Some 600-700 festival goers were believed to be missing in the immediate aftermath of the attack, the majority of them being women.

Palestinian group Hamas launched a surprise attack on Israel on October 7 and one of the primary targets appeared to be the music festival. A 13-year-old Israeli girl narrated how she and her family missed death by a whisker as Hamas militants went door-to-door in the Kfar Aza kibbutz area.

The girl, in an interview with CBS, narrated how she and her family spent 16 hours hiding in a shelter. “The experience was very frightening, with gunshots all over. Inside the hiding shelter, I thought that was going to be my last moment and that of my family. I thought they would come, rape us before killing us. Being alive today is nothing but a miracle,” she said.

Another girl, 22-year-old Neta Portal, narrated to the BBC about surviving the horror of a Hamas attack in the same area. She explained how her boyfriend told her to get up and run or they would die. Neta was lucky to survive but was shot in the legs six times. She also reunited with her father, a policeman, in the attack. They hadn't spoken for six years after her parents' divorce.

Israel Prime Minister Benjamin Netanyahu said in a speech Monday last week that among the "atrocities" committed by Hamas, women and children have been "executed with the rest of their families”.

Militants in Gaza are also said to be holding hostage about 150 people, most of whom are women, children and soldiers. More than a million people have fled their homes in the Gaza Strip ahead of an expected Israel invasion that seeks to eliminate Hamas’ leadership after its deadly incursion. Aid groups warn an Israeli ground offensive could hasten a humanitarian crisis.

The war has become the deadliest of five Gaza wars for both sides, with more than 4,000 dead.

The World Health Organization (WHO) last Thursday warned that the health system in Gaza was at a breaking point.

“Time is running out to prevent a humanitarian catastrophe if fuel and life-saving health and humanitarian supplies cannot be urgently delivered,” the organization said in a statement.

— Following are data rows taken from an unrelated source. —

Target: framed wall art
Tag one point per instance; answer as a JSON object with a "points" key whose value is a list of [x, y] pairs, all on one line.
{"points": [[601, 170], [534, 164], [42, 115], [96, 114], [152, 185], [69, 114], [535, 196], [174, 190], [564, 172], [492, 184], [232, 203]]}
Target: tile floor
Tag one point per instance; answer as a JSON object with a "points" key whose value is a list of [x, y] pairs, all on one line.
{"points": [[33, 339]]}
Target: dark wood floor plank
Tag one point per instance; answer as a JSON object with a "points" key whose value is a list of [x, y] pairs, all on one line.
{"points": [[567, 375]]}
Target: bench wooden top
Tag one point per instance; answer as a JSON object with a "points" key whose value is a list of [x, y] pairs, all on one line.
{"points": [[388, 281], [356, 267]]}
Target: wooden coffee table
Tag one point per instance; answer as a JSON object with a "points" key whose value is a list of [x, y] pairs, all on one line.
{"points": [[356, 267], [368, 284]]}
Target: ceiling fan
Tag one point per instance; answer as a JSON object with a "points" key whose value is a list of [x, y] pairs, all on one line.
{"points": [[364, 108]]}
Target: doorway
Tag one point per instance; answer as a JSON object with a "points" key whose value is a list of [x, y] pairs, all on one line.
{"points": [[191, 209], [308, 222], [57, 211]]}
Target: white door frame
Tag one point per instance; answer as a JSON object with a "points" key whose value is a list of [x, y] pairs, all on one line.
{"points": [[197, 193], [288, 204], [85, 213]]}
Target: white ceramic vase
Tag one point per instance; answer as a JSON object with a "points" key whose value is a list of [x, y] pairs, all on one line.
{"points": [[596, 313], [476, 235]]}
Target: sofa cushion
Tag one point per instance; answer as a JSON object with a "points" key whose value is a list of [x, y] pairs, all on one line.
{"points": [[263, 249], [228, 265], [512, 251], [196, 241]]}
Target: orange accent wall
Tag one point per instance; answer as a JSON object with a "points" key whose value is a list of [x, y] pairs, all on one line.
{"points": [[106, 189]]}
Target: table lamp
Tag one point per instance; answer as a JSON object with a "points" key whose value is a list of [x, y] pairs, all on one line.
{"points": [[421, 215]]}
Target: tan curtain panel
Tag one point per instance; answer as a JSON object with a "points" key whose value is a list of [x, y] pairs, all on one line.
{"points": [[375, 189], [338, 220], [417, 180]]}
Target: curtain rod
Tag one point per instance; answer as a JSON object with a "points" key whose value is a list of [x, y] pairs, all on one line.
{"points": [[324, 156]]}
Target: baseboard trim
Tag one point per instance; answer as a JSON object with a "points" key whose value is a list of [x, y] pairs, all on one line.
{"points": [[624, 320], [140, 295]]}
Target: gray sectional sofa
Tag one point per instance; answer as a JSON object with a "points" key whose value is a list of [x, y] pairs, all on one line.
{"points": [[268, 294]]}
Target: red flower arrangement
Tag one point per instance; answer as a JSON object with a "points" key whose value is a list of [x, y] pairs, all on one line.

The WHO said it has documented the death of 11 health workers on duty attacks on Gaza.

World leaders have called for dialogue to end the bloody war. UN Secretary General Antonio Guterres has condemned the conflict and called for dialogue between the warring parties.

He noted that violence cannot provide a solution, and that only through negotiation leading to a two-state solution can peace be achieved.

In a statement shared with journalists, Egyptian President Abdel Fatah El-Sisi said Egypt was committed to a two-state solution and prioritised national security.

Turkish President Recep Tayyip Erdogan offered to mediate between Israel and Hamas, as his Foreign Ministry condemned civilian deaths.

China called for the protection of civilians and said the “way out of the conflict lies in implementing the two-state solution and establishing an independent state of Palestine.”

Saudi Arabia, which has been in talks for months with Israel about a potential normalisation agreement but is not part of the Abraham Accords, called for an immediate end to the violence.